A Sacha, que no tenía preocupaciones aristocráticas, no le molestaba gran cosa andar acompañada de alguno de aquellos compatriotas, estudiantes desastrados y melenudos; pero, en cambio, a Vera le fastidiaba bastante el verse al lado de tipos bohemios y harapientos.
Un estudiante ruso de enorme estatura provocaba, sobre todo, el disgusto de Vera. Se llamaba Pedro Afsaguin y era hijo de un pope de una aldea próxima a Moscú.
Sacha le conocía de Rusia. Afsaguin había sido uno de los instigadores del movimiento de 1905.
Preso por la policía y encerrado en la cárcel de Pedro y Paulo durante varios meses, pudo huir con una audacia extraordinaria cuando lo conducían deportado a Siberia.

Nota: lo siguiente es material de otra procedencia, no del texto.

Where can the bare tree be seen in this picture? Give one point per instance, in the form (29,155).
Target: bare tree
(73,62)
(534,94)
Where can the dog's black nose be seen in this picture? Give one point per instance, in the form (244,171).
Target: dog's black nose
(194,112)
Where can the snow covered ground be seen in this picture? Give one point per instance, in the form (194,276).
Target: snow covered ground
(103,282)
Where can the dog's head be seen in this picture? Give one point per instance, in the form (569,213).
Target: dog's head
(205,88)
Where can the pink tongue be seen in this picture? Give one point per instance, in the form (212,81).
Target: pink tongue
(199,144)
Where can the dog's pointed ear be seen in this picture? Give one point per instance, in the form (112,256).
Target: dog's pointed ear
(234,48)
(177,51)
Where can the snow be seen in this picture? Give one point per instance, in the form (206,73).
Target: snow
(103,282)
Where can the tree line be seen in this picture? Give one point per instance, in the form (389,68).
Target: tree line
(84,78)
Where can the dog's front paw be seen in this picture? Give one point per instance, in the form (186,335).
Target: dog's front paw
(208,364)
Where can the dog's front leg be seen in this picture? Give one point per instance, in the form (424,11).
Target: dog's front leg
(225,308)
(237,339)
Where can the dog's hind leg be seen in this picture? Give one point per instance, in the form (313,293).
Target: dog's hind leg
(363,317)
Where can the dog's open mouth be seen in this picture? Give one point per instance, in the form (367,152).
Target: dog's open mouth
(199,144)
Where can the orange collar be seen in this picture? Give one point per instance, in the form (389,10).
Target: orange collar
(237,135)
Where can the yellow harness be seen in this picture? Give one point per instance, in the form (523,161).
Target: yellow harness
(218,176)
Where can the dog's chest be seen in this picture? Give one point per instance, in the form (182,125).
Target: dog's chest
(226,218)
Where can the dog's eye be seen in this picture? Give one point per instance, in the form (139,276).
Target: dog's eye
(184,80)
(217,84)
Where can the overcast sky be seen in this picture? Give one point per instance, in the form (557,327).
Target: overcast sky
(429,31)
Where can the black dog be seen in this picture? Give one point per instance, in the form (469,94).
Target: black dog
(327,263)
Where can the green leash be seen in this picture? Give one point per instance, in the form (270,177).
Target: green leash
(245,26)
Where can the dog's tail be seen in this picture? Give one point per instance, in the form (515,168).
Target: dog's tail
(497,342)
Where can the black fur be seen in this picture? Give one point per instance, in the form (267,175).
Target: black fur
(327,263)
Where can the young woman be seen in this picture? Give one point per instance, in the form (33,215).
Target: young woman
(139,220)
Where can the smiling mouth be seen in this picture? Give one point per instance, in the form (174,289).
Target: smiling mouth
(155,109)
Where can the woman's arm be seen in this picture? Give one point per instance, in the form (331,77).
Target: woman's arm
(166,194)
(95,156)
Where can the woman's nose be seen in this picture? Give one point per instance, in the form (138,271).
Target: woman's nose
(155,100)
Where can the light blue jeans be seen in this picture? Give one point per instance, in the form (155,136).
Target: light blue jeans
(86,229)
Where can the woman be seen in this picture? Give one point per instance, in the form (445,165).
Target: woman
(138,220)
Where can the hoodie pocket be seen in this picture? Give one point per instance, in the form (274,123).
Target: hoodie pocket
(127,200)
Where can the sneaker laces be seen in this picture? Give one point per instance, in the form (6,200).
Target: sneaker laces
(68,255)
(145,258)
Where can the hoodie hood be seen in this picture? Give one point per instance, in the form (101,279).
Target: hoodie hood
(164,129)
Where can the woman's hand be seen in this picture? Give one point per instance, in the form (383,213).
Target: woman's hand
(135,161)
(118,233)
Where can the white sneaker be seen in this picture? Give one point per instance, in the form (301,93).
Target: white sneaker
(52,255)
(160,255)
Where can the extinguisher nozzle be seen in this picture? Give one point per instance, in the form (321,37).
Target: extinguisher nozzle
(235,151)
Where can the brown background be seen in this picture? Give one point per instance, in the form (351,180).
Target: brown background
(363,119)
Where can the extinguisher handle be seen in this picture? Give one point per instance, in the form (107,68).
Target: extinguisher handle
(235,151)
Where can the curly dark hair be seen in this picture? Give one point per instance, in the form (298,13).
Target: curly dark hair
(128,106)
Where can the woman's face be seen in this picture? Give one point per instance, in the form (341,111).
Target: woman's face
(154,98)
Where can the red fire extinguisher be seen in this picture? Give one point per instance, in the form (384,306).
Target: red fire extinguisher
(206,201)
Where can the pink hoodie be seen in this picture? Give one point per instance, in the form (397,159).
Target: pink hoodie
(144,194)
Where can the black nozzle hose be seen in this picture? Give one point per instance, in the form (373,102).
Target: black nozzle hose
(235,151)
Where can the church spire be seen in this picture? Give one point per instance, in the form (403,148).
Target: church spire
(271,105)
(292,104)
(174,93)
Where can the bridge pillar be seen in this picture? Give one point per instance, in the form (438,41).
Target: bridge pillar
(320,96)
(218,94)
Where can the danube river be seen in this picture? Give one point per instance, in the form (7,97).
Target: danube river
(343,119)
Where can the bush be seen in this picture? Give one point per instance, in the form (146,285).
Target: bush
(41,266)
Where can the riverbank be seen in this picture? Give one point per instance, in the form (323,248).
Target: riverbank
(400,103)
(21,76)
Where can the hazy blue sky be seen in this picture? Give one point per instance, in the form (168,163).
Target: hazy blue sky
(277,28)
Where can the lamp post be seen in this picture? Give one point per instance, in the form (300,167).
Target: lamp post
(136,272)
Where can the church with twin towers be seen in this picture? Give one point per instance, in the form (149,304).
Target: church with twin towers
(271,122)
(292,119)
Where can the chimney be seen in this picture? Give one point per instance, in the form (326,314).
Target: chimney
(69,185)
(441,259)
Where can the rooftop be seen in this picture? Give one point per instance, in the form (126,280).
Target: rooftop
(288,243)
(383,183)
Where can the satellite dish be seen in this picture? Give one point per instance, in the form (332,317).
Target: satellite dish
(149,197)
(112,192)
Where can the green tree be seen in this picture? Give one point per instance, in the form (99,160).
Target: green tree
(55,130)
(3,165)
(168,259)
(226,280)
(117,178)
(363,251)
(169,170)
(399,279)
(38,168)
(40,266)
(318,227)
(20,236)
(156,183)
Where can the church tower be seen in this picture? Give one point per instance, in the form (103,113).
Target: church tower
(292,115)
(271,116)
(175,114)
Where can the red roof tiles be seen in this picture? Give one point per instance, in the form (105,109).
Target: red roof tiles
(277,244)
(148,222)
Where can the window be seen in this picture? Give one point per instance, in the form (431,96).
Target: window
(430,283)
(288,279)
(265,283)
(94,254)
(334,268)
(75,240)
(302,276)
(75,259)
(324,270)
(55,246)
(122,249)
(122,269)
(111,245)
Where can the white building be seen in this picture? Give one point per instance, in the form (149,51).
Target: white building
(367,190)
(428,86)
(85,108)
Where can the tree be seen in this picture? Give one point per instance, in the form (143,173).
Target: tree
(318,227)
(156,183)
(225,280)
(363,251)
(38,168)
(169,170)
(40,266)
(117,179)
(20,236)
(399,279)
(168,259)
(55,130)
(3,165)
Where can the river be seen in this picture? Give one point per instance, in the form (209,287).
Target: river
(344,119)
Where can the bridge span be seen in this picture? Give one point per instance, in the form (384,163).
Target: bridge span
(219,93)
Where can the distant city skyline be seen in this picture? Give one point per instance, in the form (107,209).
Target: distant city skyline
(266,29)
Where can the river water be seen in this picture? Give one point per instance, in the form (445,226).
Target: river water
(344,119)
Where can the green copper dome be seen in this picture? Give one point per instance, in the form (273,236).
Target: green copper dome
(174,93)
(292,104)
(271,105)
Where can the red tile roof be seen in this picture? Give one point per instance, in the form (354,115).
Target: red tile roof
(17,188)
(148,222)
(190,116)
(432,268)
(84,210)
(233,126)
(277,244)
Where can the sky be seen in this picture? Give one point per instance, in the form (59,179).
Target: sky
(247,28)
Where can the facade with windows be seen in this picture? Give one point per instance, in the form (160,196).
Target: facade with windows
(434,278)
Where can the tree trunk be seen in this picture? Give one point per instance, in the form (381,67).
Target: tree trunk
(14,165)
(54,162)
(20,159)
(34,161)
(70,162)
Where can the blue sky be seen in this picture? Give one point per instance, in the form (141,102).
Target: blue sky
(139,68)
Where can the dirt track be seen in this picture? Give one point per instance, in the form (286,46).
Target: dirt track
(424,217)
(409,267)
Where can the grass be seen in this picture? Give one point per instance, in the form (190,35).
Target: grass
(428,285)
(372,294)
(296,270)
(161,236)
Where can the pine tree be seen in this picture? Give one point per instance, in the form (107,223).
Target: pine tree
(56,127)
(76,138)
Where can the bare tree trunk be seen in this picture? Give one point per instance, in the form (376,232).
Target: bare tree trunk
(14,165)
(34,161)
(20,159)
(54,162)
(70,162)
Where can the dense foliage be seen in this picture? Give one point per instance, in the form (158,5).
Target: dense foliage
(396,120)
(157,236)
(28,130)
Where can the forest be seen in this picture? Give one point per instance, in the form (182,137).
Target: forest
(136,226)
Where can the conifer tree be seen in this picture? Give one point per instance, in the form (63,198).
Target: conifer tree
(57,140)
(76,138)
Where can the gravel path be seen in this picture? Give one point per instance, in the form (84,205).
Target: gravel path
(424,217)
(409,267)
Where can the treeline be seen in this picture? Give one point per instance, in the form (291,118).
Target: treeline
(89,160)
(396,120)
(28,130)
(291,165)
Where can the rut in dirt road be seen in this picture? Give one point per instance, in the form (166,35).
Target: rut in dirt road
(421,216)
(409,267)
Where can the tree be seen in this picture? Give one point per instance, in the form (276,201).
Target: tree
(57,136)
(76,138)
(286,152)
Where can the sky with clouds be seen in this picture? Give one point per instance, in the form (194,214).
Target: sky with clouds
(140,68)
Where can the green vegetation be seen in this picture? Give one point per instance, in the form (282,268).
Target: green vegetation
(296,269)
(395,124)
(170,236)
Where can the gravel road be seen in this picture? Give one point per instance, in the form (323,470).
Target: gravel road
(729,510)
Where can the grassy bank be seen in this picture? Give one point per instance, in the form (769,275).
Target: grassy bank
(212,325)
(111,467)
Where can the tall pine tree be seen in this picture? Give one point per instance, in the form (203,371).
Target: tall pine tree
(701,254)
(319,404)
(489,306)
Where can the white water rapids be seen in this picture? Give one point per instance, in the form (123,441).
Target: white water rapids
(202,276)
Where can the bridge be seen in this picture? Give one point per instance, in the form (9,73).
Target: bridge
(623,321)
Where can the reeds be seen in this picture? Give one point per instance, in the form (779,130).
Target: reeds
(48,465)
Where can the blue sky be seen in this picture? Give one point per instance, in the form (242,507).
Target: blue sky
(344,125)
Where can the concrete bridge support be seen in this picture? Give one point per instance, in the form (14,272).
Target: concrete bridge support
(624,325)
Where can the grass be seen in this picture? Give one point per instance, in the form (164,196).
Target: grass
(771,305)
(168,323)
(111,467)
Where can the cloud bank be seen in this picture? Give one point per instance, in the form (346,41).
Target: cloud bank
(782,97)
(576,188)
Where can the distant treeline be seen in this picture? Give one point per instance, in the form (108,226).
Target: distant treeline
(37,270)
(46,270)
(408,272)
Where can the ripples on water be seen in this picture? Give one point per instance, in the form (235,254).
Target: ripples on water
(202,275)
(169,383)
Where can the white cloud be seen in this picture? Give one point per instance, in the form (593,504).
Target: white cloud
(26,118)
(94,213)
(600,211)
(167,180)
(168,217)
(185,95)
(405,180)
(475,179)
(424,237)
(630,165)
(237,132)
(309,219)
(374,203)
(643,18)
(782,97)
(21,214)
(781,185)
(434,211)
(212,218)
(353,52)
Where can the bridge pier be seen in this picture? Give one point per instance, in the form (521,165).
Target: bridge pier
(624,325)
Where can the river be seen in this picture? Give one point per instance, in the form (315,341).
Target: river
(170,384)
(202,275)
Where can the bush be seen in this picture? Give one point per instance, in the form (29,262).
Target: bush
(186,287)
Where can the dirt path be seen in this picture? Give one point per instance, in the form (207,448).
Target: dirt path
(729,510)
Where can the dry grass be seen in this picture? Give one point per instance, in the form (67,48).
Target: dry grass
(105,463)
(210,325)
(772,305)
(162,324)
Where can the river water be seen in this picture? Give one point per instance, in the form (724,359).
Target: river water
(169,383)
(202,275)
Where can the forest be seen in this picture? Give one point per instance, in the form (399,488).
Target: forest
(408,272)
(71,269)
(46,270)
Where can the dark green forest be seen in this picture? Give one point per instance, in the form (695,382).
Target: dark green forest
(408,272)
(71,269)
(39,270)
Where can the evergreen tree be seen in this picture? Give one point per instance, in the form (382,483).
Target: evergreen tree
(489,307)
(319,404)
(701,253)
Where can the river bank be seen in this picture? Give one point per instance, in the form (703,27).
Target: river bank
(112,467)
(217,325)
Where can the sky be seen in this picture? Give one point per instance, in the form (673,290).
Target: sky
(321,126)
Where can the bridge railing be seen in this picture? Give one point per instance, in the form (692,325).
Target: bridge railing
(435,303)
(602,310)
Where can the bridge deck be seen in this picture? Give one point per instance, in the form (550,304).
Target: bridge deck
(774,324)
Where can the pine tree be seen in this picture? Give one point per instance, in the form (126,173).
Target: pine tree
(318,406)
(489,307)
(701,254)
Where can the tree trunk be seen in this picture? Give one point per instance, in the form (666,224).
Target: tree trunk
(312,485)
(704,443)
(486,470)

Afsaguin era casi un gigante, cargado de espaldas, pesado, con ojos azules cándidos, la cara de niño, la nariz de kalmuco, el pelo de azafrán, la barba dorada naciente y la sonrisa ingenua.
Afsaguin solía llevar un gorro negro y un abrigo blanco de sportman, ya un poco raído y estropeado por el uso. Estaba empleado de mecánico en un garaje. Sacha tenía cariño a aquel muchachote grandullón porque sabía que era hombre de un gran espíritu, capaz en algunos momentos de desarrollar una energía salvaje. En cambio. Vera no le hacía ninguna gracia ir al lado de este gigante mal vestido.
Pensaba que a su lado parecía más pequeña y que les quitaba a Sacha y a ella, cuando les acompañaba, todo aspecto elegante y refinado.
Afsaguin era como la representación de la estepa en medio de la civilización occidental.
Los domingos lluviosos, Vera iba desde por la mañana a casa de su amiga, comía en la pensión de madame Frossard y pasaba allí todo el día. Solían recibir las dos algunas visitas de compatriotas.
Por la tarde. Vera, en un cazo y con la maquinilla de alcohol, se dedicaba a hacer compotas y dulces para tomar con el té. Todas las cosas de azúcar le encantaban. Decía muchas veces, provocando una cómica protesta de Sacha: «Creo, la verdad, que tengo más condiciones para cocinera que para médica».